Las mujeres asumen una responsabilidad desmedida de este trabajo, lo cual reduce el tiempo de
que disponen para ir a la escuela o ganarse la vida. El Foro Económico Mundial [4] ha advertido de
que las mayores desigualdades entre hombres y mujeres se dan en los ámbitos de la economía y la
salud. De hecho, en lugar de mejorar, en 2016 la desigualdad de género en la economía ha
retrocedido a niveles de 2008. Al ritmo actual, harán falta 170 años en que hombres y mujeres
alcancen el mismo índice de ocupación, reciban el mismo salario por el mismo trabajo y tengan
igual acceso a los puestos directivos. Las mujeres son el motor del mundo, pero en una
precariedad y en un sobreesfuerzo que pone su vida en riesgo. Si como se propuso para la huelga
de cuidados del 8 de marzo de 2018, las mujeres dejaran de hacer sus tareas, el mundo se pararía.

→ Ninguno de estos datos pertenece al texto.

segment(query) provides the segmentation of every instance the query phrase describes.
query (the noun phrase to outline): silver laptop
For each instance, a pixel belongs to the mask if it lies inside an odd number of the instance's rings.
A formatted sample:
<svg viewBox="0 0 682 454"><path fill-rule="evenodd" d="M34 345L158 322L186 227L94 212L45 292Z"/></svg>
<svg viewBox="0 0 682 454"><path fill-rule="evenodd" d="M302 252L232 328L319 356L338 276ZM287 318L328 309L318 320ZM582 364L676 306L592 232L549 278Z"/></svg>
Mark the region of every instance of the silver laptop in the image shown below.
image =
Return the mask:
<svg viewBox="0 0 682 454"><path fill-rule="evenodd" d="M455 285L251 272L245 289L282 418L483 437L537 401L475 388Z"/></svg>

Por tanto también se pone en riesgo la vida humana en general. La economía necesita ser revisada
profundamente para tener otra mirada hacia la producción de riqueza, para que no esté centrada
en los beneficios económicos, sino en los beneficios vitales y sociales de la persona. Es ahí donde
las mujeres pueden aportar su experiencia liderar cambios hacia el cuidado social.